1. The Seduction of Joe Tynan (1979): A must-see, if only for the sight of Alan Alda and Meryl Streep in bed together, The Seduction of Joe Tynan shows just how sexy shared interests can be. Alda plays Joe Tynan, a senator who’s been tapped to lead the campaign against a conservative Supreme Court nominee, raising his political career prospects. But he risks everything for an affair with Karen Traynor (Streep), a smart lobbyist, that begins when they’re out on the road together, inspecting wetlands. What’s sticks with you isn’t just Tynan’s stupidity—though there’s that too—but also how much fun he’s having with Traynor. We tend to think of affairs as furtive, desperate things. But despite how sordid they can seem when exposed, The Seduction of Joe Tynan is a reminder of why people, particularly those with lots of power but little in the way of amusement, fall into affairs in the first place.

2. Primary Colors (1998): Based on Joe Klein’s novel of the same name, Primary Colors follows the peccadillo-plagued campaign for president of a southern governor named Jack Stanton (John Travolta, in one of the best performances of his career), otherwise known as Bill Clinton. Rather than trying to understand the appetites of powerful men, the movie is more interested in how people enable those men and those appetites, whether they are aides lying to themselves about their candidate’s transgressions, or actively covering them up in service of some perceived greatness. When Libby Holden, the long-time friend of Jack Stanton played by Kathy Bates, mourns that “No one ever calls you on it. Because you’re so completely fucking special … Me too. Me the worst,” she’s articulating what it’s like to believe in someone so deeply, and to have that faith betrayed.

3. Heartburn (1986): Not strictly a political scandal movie, Heartburn is the movie adaptation of Nora Ephron’s novelization of her marriage to Carl Bernstein—a marriage that was broken up by his perpetual philandering. But if you’ve been watching l’affair Petraeus-Broadwell unfold and marveling at how small the world of the scandal seems—Broadwell’s emails were investigated after she harassed a friend of Petraeus, Tampa hostess Jill Kelley, who was herself exchanging flirty emails with Petraeus’s successor in Afghanistan—this is the movie for you. As Rachel Samstat (Meryl Streep again) navigates life in Washington with her journalist husband Mark Forman (Jack Nicholson), the city starts to feel more and more claustrophobic with every encounter Rachel has at a Georgetown supermarket or at the beauty salon, where she bolts out mid-perm. I can only imagine that the social bubble of the military elite feels equally incestuous, and is equally capable of driving everyone a little crazy.
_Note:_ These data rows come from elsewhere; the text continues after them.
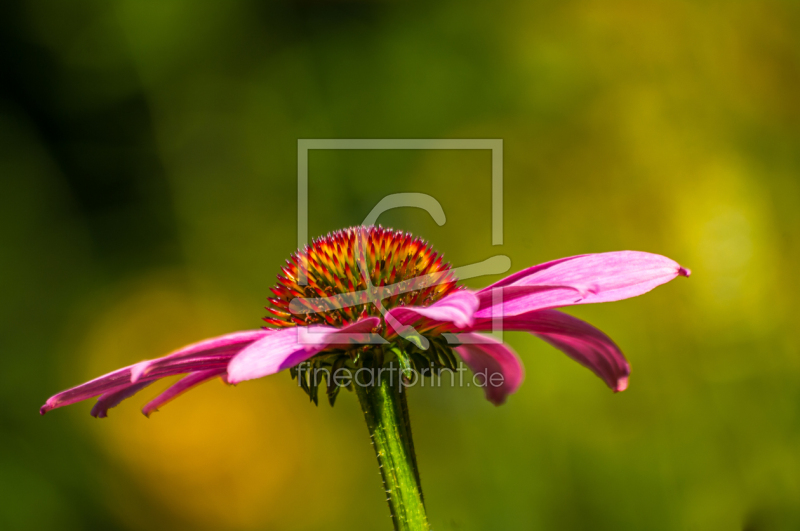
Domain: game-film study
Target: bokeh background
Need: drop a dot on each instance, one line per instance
(148, 197)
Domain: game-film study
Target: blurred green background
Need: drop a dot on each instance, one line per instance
(148, 198)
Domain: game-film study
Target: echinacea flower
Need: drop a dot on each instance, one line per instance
(408, 285)
(369, 298)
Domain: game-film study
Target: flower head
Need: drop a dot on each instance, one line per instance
(369, 296)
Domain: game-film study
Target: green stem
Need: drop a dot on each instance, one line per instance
(386, 412)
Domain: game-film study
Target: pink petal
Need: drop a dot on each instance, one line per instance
(184, 384)
(113, 398)
(218, 349)
(491, 358)
(290, 346)
(108, 383)
(577, 339)
(458, 308)
(210, 353)
(580, 279)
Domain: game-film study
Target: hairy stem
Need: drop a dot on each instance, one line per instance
(386, 412)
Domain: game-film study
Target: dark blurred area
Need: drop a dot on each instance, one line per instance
(148, 154)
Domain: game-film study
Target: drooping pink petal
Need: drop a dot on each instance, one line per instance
(113, 398)
(502, 371)
(108, 383)
(458, 308)
(184, 384)
(216, 350)
(207, 354)
(290, 346)
(576, 338)
(583, 279)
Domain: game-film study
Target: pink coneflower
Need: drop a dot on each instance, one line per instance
(369, 298)
(408, 285)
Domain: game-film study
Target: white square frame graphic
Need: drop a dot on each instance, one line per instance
(304, 145)
(495, 145)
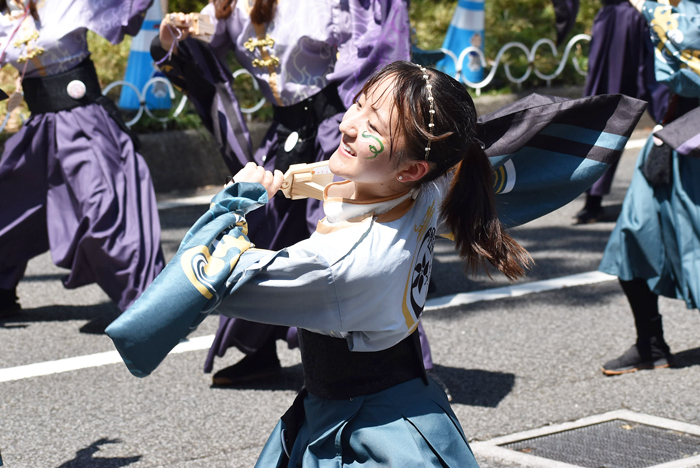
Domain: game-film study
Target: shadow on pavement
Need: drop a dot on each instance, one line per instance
(688, 358)
(84, 457)
(98, 316)
(292, 378)
(475, 387)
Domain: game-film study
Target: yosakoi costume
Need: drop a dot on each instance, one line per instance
(621, 60)
(656, 237)
(309, 61)
(71, 180)
(356, 288)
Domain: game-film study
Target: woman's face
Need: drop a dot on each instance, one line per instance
(367, 139)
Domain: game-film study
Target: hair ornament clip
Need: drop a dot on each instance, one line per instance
(431, 112)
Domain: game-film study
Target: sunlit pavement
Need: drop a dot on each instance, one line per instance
(511, 364)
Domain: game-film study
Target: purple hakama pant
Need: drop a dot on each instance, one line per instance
(621, 61)
(71, 182)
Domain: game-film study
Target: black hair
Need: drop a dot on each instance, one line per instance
(469, 209)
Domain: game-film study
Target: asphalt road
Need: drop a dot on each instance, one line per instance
(511, 364)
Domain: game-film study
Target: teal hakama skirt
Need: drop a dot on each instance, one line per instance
(407, 425)
(657, 236)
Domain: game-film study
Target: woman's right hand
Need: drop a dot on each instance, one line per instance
(251, 172)
(174, 28)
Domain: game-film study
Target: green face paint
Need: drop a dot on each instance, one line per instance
(373, 149)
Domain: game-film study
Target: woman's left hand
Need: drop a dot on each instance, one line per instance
(254, 173)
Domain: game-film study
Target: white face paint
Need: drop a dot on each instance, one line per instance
(363, 154)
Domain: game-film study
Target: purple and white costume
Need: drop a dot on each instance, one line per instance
(311, 51)
(71, 180)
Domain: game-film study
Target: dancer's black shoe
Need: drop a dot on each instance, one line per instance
(592, 211)
(8, 303)
(646, 354)
(433, 375)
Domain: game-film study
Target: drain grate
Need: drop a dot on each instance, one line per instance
(619, 439)
(613, 444)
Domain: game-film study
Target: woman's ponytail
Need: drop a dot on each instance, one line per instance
(470, 213)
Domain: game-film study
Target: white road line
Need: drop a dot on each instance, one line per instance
(635, 144)
(186, 201)
(91, 360)
(206, 199)
(204, 342)
(580, 279)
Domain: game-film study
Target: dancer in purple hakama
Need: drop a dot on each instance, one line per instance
(310, 59)
(621, 60)
(71, 180)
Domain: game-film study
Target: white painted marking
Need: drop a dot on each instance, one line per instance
(186, 201)
(635, 144)
(91, 360)
(589, 277)
(204, 342)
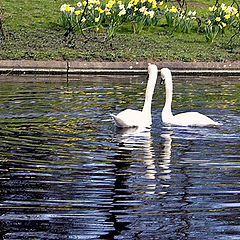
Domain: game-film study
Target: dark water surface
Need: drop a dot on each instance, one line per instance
(66, 172)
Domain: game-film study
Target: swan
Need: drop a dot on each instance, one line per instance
(135, 118)
(182, 119)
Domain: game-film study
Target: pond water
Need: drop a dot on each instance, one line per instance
(66, 172)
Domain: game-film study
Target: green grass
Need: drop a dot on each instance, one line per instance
(32, 32)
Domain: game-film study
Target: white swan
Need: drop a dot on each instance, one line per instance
(135, 118)
(182, 119)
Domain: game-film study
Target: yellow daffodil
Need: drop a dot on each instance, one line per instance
(142, 9)
(63, 8)
(122, 12)
(173, 9)
(135, 2)
(224, 24)
(90, 7)
(227, 16)
(68, 8)
(79, 4)
(129, 5)
(212, 9)
(234, 11)
(223, 6)
(228, 10)
(151, 14)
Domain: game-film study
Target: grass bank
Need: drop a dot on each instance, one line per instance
(32, 31)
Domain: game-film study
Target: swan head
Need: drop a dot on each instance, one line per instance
(152, 68)
(165, 75)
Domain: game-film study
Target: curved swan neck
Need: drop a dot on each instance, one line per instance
(149, 92)
(169, 91)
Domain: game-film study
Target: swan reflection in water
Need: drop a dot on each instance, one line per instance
(137, 144)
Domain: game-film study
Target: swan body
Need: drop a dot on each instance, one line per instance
(135, 118)
(182, 119)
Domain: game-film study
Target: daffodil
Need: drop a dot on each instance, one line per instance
(228, 10)
(67, 8)
(129, 5)
(227, 16)
(223, 7)
(122, 12)
(212, 9)
(142, 9)
(72, 9)
(151, 14)
(79, 4)
(234, 11)
(173, 9)
(63, 8)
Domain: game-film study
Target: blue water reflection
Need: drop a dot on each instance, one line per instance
(67, 172)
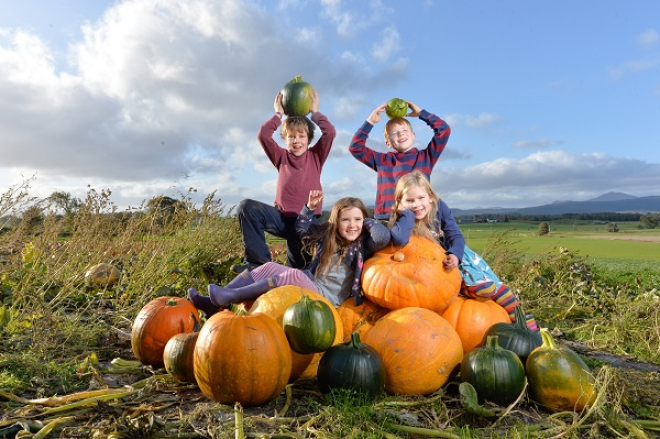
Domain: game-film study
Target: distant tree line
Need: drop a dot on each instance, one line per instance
(605, 216)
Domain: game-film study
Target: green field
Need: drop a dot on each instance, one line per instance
(589, 240)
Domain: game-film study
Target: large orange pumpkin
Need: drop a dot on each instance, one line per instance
(156, 323)
(473, 317)
(275, 303)
(360, 318)
(419, 348)
(242, 358)
(411, 276)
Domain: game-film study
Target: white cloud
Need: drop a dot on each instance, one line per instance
(635, 66)
(157, 91)
(543, 177)
(481, 122)
(648, 38)
(532, 144)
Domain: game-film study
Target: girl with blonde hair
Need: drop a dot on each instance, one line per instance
(419, 211)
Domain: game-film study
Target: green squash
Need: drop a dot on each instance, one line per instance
(558, 378)
(352, 365)
(516, 337)
(309, 326)
(396, 108)
(297, 97)
(497, 374)
(178, 355)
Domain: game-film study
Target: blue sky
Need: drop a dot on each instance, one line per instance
(546, 100)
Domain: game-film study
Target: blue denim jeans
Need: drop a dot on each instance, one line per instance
(255, 218)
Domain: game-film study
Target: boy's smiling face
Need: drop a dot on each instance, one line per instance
(400, 137)
(297, 142)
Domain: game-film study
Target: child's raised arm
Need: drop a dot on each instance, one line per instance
(314, 107)
(315, 198)
(279, 108)
(375, 116)
(414, 110)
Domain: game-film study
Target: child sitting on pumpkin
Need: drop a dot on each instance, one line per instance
(419, 211)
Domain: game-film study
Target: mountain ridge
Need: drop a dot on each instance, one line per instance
(611, 202)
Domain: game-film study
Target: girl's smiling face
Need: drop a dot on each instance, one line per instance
(417, 200)
(350, 223)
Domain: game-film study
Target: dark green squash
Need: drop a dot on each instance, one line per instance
(558, 378)
(497, 374)
(309, 326)
(352, 365)
(178, 355)
(516, 337)
(297, 97)
(396, 108)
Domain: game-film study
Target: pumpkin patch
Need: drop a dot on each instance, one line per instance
(354, 366)
(309, 326)
(411, 276)
(558, 378)
(420, 350)
(242, 358)
(359, 318)
(275, 303)
(471, 318)
(156, 323)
4. Dick (1999): Particularly if you’re of the view that the FBI, which has its own problems with an agent who sent shirtless photos of himself to Jill Kelley, dramatically overstepped its bounds in investigating Broadwell and Petraeus, watch Dick. It’s both one of the great, underrated Washington movies, and a brilliantly mean portrait of powerful men working themselves into a flop sweat. After two teenaged girls (Michelle Williams and Kirsten Dunst) accidentally witness the Watergate break-in, the Nixon administration goes to great lengths to placate them, even making them Checkers’ official dog walkers. But when the two turn out to be good for more than worshipping the president and hooking up the Secret Service with magic brownies, the administration turns on them. The lesson? The less time important men spend on teenage girls and middle-aged mistresses, the better for the nation.